Entre 1949 et 1976, la production mondiale de blé est passée
de 160 millions à 410 millions de tonnes. Dans le même
temps, la population mondiale a crû de 2,4 milliards à
4 milliards d’humains. La production de blé augmente donc plus
rapidement que la population. Comme les autres céréales
et la viande suivent une évolution parallèle, le spectre
de la famine paraît donc écarté.
Bien sûr, devant cette abondance, les prix mondiaux ont baissé
cette année. Aux Etats-Unis, la baisse atteint près de
25 % et le blé s’y vend un peu moins cher que le maïs. C’est
donc un désastre pour les producteurs dont les profits diminuent
et qui demandent l’aide du gouvernement fédéral. Déjà,
pour soutenir les cours, les gouvernements des Etats-Unis, de l’Australie
et du Canada avaient diminué les surfaces cultivées en
blé et contingenté la production dès 1969, engendrant
ainsi la rareté selon la recette traditionnelle.
Les excédents de céréales pourraient pourtant servir
à nourrir les animaux dont la chair serait sans doute plus savoureuse.

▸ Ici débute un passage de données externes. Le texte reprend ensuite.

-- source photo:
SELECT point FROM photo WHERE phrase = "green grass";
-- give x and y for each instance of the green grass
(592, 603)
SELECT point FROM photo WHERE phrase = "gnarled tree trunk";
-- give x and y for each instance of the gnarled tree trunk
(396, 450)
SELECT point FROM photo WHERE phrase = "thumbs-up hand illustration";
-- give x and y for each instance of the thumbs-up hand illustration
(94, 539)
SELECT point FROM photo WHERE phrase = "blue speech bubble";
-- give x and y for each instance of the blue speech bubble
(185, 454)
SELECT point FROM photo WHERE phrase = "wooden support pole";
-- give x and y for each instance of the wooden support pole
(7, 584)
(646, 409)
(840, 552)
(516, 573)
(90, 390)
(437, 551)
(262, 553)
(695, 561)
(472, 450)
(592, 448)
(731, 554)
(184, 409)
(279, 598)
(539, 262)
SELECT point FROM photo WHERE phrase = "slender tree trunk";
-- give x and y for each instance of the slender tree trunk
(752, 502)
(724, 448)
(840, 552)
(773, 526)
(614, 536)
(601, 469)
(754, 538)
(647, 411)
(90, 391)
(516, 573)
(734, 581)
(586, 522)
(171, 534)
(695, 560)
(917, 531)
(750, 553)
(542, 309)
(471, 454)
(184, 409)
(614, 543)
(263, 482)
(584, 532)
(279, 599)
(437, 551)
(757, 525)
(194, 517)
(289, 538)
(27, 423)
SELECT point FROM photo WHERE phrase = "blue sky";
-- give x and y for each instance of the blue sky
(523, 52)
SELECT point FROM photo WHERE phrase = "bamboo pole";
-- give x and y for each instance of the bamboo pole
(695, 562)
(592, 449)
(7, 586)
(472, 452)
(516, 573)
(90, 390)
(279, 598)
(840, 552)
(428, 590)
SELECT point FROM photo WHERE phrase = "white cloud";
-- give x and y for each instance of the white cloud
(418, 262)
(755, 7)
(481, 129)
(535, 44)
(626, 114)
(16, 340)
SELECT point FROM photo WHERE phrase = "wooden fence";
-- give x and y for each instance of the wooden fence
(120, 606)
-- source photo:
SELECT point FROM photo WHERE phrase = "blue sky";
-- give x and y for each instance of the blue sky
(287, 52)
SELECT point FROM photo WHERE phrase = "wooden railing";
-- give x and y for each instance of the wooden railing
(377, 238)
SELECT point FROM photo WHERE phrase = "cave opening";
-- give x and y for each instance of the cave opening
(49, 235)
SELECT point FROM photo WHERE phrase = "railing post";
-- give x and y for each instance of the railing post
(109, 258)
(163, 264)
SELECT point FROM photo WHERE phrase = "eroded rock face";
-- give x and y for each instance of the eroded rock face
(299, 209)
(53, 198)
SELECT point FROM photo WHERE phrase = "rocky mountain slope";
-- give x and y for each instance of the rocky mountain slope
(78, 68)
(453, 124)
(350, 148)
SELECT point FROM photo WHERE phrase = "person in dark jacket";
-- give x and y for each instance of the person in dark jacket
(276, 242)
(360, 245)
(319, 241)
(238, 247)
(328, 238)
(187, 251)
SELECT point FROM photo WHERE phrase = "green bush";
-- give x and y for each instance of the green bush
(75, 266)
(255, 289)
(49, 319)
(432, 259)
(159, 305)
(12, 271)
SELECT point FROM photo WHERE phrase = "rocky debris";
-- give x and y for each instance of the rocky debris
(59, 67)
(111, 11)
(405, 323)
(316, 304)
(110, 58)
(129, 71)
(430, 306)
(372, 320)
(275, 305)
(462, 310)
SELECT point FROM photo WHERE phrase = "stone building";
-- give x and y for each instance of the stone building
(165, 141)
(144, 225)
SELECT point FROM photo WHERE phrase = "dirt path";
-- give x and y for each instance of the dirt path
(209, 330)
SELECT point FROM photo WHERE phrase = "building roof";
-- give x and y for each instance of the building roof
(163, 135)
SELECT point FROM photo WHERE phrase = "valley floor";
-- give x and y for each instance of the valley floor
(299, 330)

Mais les cours fixés en Europe par la Politique Agricole Commune
pour sauvegarder les revenus des agriculteurs sont si hauts qu’ils découragent
les éleveurs, et la part des céréales dans la ration
alimentaire du bétail ne cesse de décroître.
Toutes ces données montrent bien l’embarras dans lequel l’abondance
place l’économie de marché. Seule l’Economie Distributive
nous permettra de sortir de ces contradictions en supprimant la nécessité
de soutenir des cours en organisant la rareté.
[1] Titre et données empruntés au « Financial Times » de décembre 1976.